Konsensus pasar yang dihimpun CNBC Indonesia dari 11 institusi memperkirakan IHK Agustus 2024 diperkirakan stagnan 0%% dibandingkan bulan sebelumnya (month to month/mtm) yang mengalami deflasi 0,18%.

Sedangkan IHK secara tahunan (year on year/yoy) diperkirakan akan naik tipis ke menjadi 2,15% (yoy) pada Agustus 2024 dan IHK inti diproyeksi sebesar 1,99% yoy.

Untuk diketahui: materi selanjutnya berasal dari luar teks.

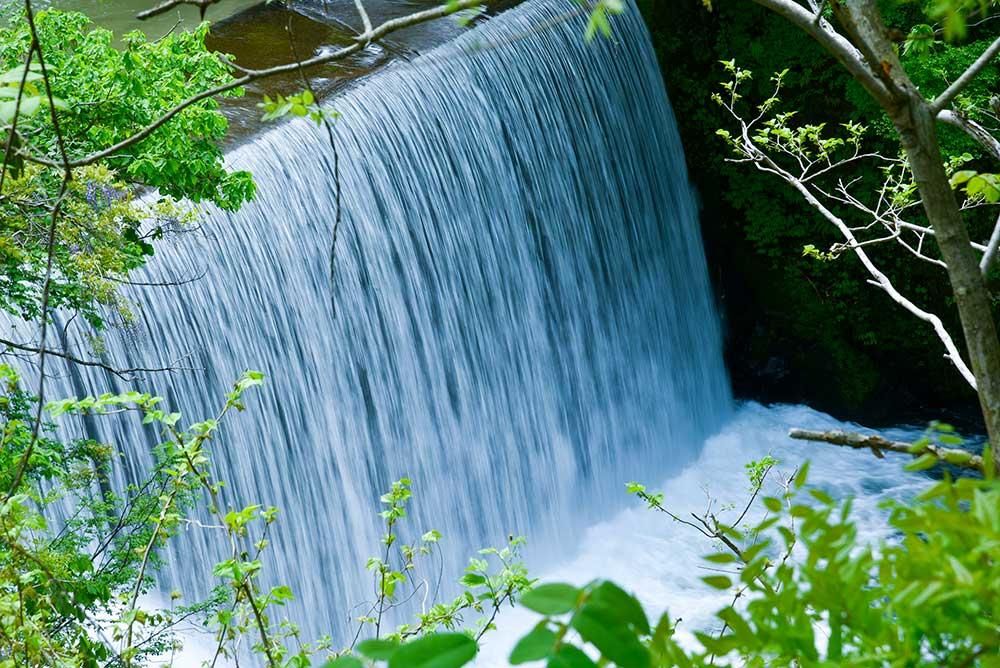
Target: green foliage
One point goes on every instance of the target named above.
(927, 596)
(301, 104)
(792, 319)
(103, 95)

Sebagai catatan, inflasi (yoy) pada Juli 2024 tercatat 2,13%sementara inflasi inti sebesar 1,95% (yoy).

IHK RI Catat Rekor Baru?

Stagnannya IHK pada Agustus 2024 akan melawa tren historisnya. Rata-rata IHK pada Agustus dalam lima tahun terakhir justru turun atau deflasi sebesar 0,03%. Dalam 10 tahun terakhir, IHK juga mencatat deflasi sebanyak enam kali.

Namun, berbeda dengan historis sebelumnya, IHK pada bulan-bulan sebelum Agustus memang tinggi sehingga deflasi pada Agustus kerap terjadi. Rata-rata IHK pada Juli lima tahun terakhir, misalnya, mencapai 0,23%. Hal ini berbeda dengan kondisi tahun ini di mana IHK sudah turun atau deflasi selama Mei-Juli 2024.
Masyarakat Indonesia biasanya akan menghabiskan banyak dana untuk biaya sekolah anak pada Juni dan Juli sehingga mengurangi belanja pada Agustus.

Jika nantinya IHK memang stagnan atau 0% maka itu akan menjadi catatan baru dalam sejarah Indonesia. Indonesia tidak pernah mencatat IHK stagnan atau 0% secara bulanan (mtm) setidaknya sejak 1997 atau pasca Era Reformasi.

Hal ini menambah catatan buruk Indonesia lagi setelah Juli 2024 juga membukukan kabar negatif lainnya. Deflasi tiga bulan beruntun pada Juli 2024  (Mei-Juli) sudah menjadi banyak kekhawatiran. Pasalnya, deflasi tiga bulan beruntun hanya terjadi dua kali selama 38 tahun terakhir. Dalam rentang waktu 1986-2024 atau 38 tahun terakhir, deflasi selama tiga bulan beruntun hanya dua kali terjadi yakni pada 1999 dan 2020.

Indonesia mencatat deflasi tiga bulan beruntun pada 2020 yakni pada Juli (-0,1%), Agustus (-0,05%), dan September (-0,05%).

Deflasi tiga bulan beruntun sebelumnya yang terjadi pada 1999. Pada tahun tersebut, deflasi bahkan terjadi dalam lima bulan beruntun yakni pada Maret (-0,18%), April (-0,68%), Mei (-0,28%), Juni (-0,34%), Juli (-1,05%), Agustus (-0,93%), dan September (-0,68%).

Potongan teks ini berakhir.